The diversity index is calculated by the mix of public amenities around the 1 km walking catchment area of the elderly communities. The formula is shown as follows in Equation (2).

$$H_{diversity}={\displaystyle \sum }_i^n{L}_i^2$$

(2)

where $H_{diversity}$ is the diversity of amenities around elderly communities. L refers to the proportion of the amenity i out of n types.

The design index is calculated using a gravity analysis to measure the road network connectivity around elderly communities. The gravity index is developed to measure the reachable index within a certain searching radius [48]. First, the nodes of the street segments are chosen as the origins and destinations. Then the urban network analysis (UNA) tool is used to calculate the gravity index. The average values of the gravity index for the road nodes within the 1 km distance to the elderly community are aggregated to each elderly community.

$$H_{design}={\displaystyle \sum }_{j\in G-\left(i\right); d\left(i,j\right)\le r}\frac{w_j}{e^{\beta \ast d\left(i,j\right)}}$$

(3)

where $H_{design}$ is the road network connection around the elderly communities. $\beta$ is the coefficient that controls the distance decay of the shortest path from node i to j. $w_j$ is the weight function to destination j. $d\left(i,j\right)$ is the distance between node i to j. r is the searching radius.

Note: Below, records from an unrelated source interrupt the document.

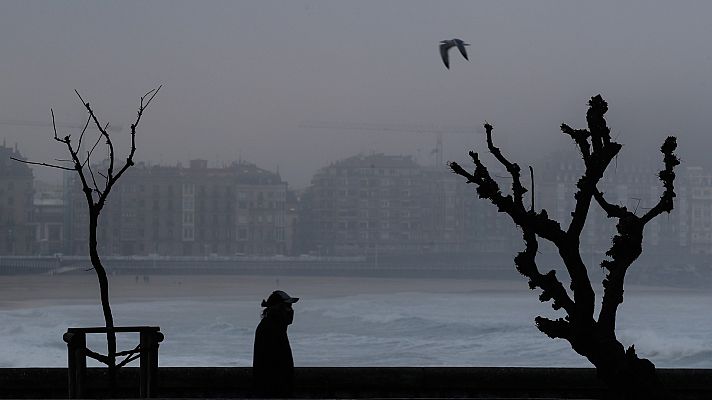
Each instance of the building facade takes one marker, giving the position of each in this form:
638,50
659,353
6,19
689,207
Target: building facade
193,211
17,234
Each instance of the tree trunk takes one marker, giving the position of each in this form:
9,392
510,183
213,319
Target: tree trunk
627,376
104,291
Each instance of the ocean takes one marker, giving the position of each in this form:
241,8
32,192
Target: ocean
377,328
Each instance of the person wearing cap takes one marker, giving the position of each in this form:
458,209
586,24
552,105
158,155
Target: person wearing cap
272,362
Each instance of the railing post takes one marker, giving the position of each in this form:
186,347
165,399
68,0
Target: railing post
76,363
148,362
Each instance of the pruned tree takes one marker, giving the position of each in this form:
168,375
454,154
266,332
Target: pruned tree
96,186
590,336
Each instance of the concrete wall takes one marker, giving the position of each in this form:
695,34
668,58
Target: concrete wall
422,382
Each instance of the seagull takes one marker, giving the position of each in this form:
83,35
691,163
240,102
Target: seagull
445,45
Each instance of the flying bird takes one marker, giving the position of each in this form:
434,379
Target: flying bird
445,45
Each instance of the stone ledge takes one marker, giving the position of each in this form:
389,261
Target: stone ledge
356,382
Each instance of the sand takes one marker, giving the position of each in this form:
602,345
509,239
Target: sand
26,291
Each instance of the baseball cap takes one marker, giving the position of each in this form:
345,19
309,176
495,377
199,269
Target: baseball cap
279,296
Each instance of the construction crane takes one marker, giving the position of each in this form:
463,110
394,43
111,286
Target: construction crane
438,130
20,122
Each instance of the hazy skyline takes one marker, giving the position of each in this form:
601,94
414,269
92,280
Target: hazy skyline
240,77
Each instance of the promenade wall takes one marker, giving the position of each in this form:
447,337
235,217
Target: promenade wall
361,382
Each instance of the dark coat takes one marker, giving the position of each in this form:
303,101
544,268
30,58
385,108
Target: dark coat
272,363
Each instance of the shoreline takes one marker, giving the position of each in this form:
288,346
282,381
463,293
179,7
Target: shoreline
31,291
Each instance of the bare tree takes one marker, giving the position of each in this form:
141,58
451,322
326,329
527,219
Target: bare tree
594,338
96,191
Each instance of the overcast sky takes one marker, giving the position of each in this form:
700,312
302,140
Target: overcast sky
240,77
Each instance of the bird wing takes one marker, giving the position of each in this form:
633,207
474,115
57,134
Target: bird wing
461,46
444,47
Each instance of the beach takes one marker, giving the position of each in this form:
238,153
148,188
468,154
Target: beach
209,320
27,291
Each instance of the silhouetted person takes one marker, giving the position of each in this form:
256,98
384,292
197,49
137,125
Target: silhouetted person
272,363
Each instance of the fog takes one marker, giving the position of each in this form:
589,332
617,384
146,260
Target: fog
241,78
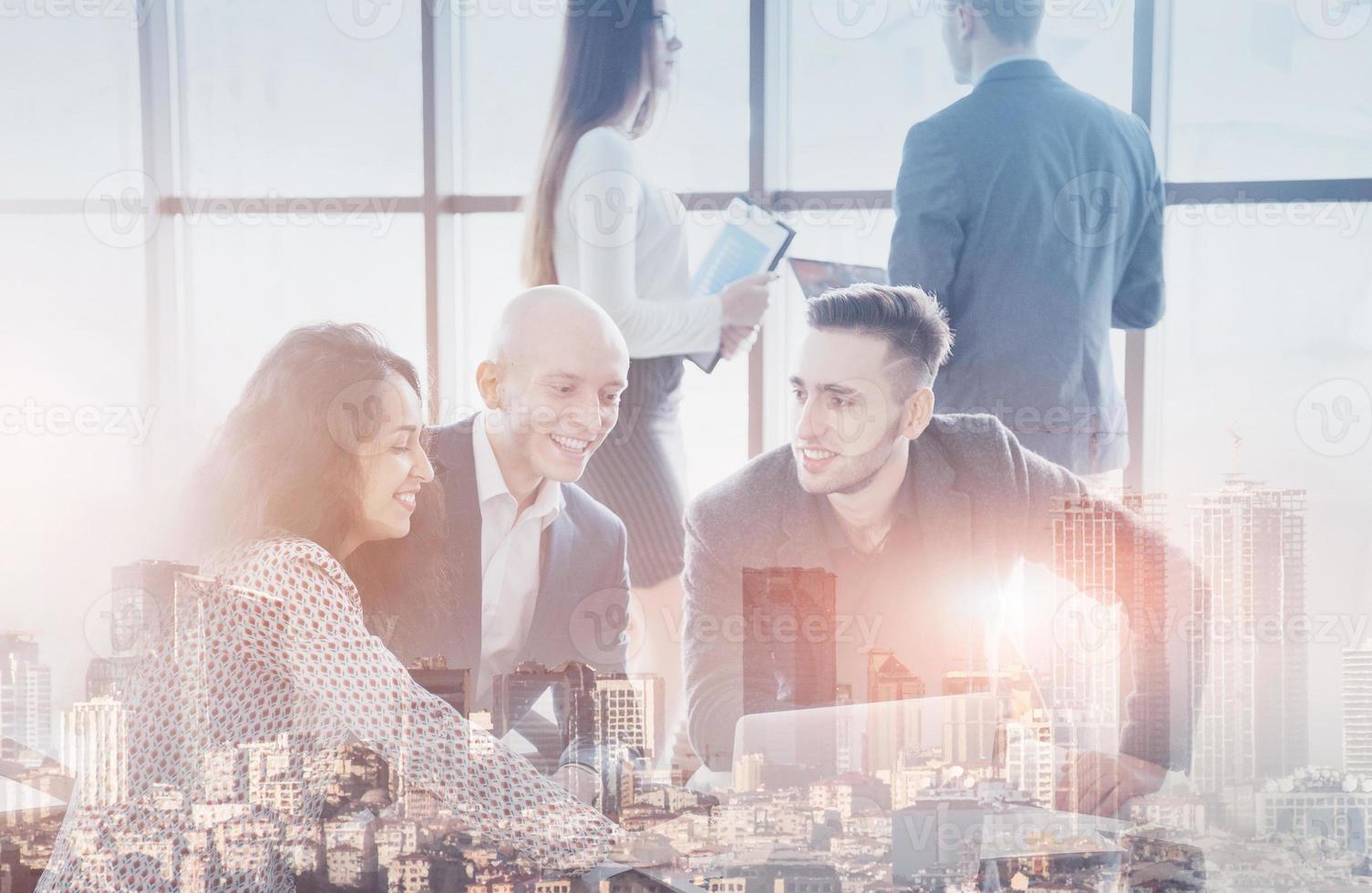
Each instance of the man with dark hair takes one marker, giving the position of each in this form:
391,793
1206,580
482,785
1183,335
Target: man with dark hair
923,518
1034,213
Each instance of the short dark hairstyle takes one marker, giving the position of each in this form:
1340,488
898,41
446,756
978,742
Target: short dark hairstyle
912,322
1011,21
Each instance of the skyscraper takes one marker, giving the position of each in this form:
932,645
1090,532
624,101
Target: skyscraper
1357,710
629,711
1097,572
789,638
25,700
790,659
141,604
891,730
95,748
434,675
1247,545
546,711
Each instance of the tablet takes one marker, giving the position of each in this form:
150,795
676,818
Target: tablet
817,277
750,241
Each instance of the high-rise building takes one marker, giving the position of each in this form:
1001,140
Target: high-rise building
1247,546
434,675
629,711
546,711
25,700
891,730
1357,710
1031,762
1099,567
95,748
789,660
973,727
789,638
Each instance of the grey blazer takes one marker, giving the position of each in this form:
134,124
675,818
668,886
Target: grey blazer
981,502
1034,213
581,612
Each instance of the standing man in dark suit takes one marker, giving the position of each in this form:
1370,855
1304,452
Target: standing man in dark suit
530,568
923,520
1034,213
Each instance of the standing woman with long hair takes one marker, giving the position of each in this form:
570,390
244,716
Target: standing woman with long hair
598,224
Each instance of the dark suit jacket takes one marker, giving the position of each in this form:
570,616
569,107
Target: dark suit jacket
582,602
1034,213
981,502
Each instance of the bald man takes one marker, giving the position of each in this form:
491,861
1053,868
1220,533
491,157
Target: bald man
535,570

2.4. Assessing Social and Spatial Equities

This study evaluates the social equity and spatial equity of the built environment around elderly communities. The one-way ANOVA test, Lorenz curve, and Gini coefficient methods are applied to assess the disparity of the social equity between the elderly and other groups. The global Moran’s I, LISA models, and Mann–Whitney test are used to identify the spatial patterns of equity.

The one-way ANOVA test is used to compare the means of the explanatory variable of the different groups to examine whether there is a significant difference between different groups [49]. In this study, we applied the one-way ANOVA test to identify whether there is a significant difference between the elderly communities and the whole communities, in relation to the 3D features.

The Lorenz curve and the Gini index were originally used to present the distribution of wealth across the population [50]. Of which, the Lorenz curve shows the graphic distribution of the research variables, while the Gini index presents the mathematical function of the Lorenz curve. It is calculated by a ratio of the area between the Lorenz curve and the line of equality divided by the total area under the line of equality [51]. Numerous studies have used the Lorenz curve and the Gini index to evaluate the degree of social equity [52,53,54,55].

$$G=1-\frac{1}{n}{\displaystyle \sum }_1^n(\frac{{{\displaystyle \sum }}_1^{i-1}{Y}_i+{{\displaystyle \sum }}_1^i{Y}_i}{{{\displaystyle \sum }}_1^n{Y}_i})$$

(4)

where G denotes the Gini index, n is the total number of elderly care facilities, ${\displaystyle \sum }_1^i{Y}_i$ is the cumulative attribute values from group 1 to group i, and ${\displaystyle \sum }_1^n{Y}_i$ denotes the total values of the attribute index.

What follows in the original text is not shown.